Thanks to funding from Argyll & Bute Council, the Blas Festival will be spreading its wings to Argyll and the Islands between 2 and 10 September extending its celebration of Gaelic culture.
A common passion for song from three Celtic nations will be evident in Bunessan, Mull on Friday 2 September in the guise of Aon Teanga. Translated as ‘one tongue’ one of Scotland’s most influential musicians, Mary Ann Kennedy, joins forces with Ruth Keggin, leading vocalist of the Manx Gaelic revival and Eoghan Ó Ceannabháin from a renowned Connemara seann-nòs family. With Clare fiddler Ultan O’ Brien completing the line-up, their songs explore common Gaelic roots from the most ancient ballads to original contemporary writing.
On Wednesday 7 September, the Victoria Halls in Helensburgh will ring to the tunes of Box playing legend Sharon Shannon from County Clare, a superstar of Irish music who has toured with the Waterboys and enjoyed success featuring with Steve Earle on his world No1 song Galway Girl.
Sharon Shannon’s band will be complemented by a debut performance from an ensemble introducing the issues and concerns of women from time immemorial through Gaelic song, featuring 2014 National Mòd Gold Medallist Eilidh Cormack, Dàimh’s Ellen MacDonald and BBC ALBA continuity presenter, Ceitlin LR Smith, all accompanied by the talented guitarist, Innes White who has recently featured in the Mischa MacPherson Trio and John McCusker Band.
Sharon Shannon will then travel north to Oban for an appearance at the town’s Corran Halls on Friday 9 September. There she will be joined by Nuallan, a group of pipers formed in 2012 through Cape Breton’s Gaelic College to represent, promote and explore the Gaelic style of piping brought to Canada from the Highlands and Islands of Scotland.
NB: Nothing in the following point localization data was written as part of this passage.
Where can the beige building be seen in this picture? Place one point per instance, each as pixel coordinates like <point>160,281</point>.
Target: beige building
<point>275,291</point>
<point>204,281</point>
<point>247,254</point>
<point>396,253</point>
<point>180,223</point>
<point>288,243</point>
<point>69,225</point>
Also taking to the stage will be the Margaret Stewart Trio which, in addition to Gaelic singer Margaret, from Lewis, features piper Angus Nicolson from Skye and harpist Ingrid Henderson from Lochaber, all amongst the finest exponents of Gaelic music and song in Scotland today. Their new interpretations of piping-inspired songs and the ancient pibroch melodies adds a fresh and interesting twist to the canon of Highland music. A group of young musicians from Scotland and Ireland taking part in Fèisean nan Gàidheal’s Guth na nGael project and Gaelic poet, Niall O’Gallagher, will complete the line-up as part of the festival’s long-standing collaboration with Comhairle nan Leabhraichean, the Gaelic Books Council.
The Blas foray into Argyll ends with a Cèilidh in Islay’s Ramsay Hall on Saturday 10 September where family connections will be to fore in the shape of Glenelg brothers Iain and Murdo Cameron, both of whom were brought up surrounded by cèilidh music and Gaelic. The boys play all over the country and abroad with many bands. Margaret Ford won several Gold Medals at National Mòds and has performed extensively live and on numerous TV and radio programmes. Her daughter, Joanne, has a keen interest in Gaelic music and language, has been playing fiddle since the age of 8 and was a member of the Lochaber Cèilidh Trail for two years.
Argyll and Bute Council’s Policy Lead for Community and Culture, Councillor Robin Currie, said: “The Blas festival celebrates the rich culture and heritage we have here in Scotland and is a great way of promoting Gaelic. I am delighted that the Council’s contribution has enabled the event to expand into Argyll this year.”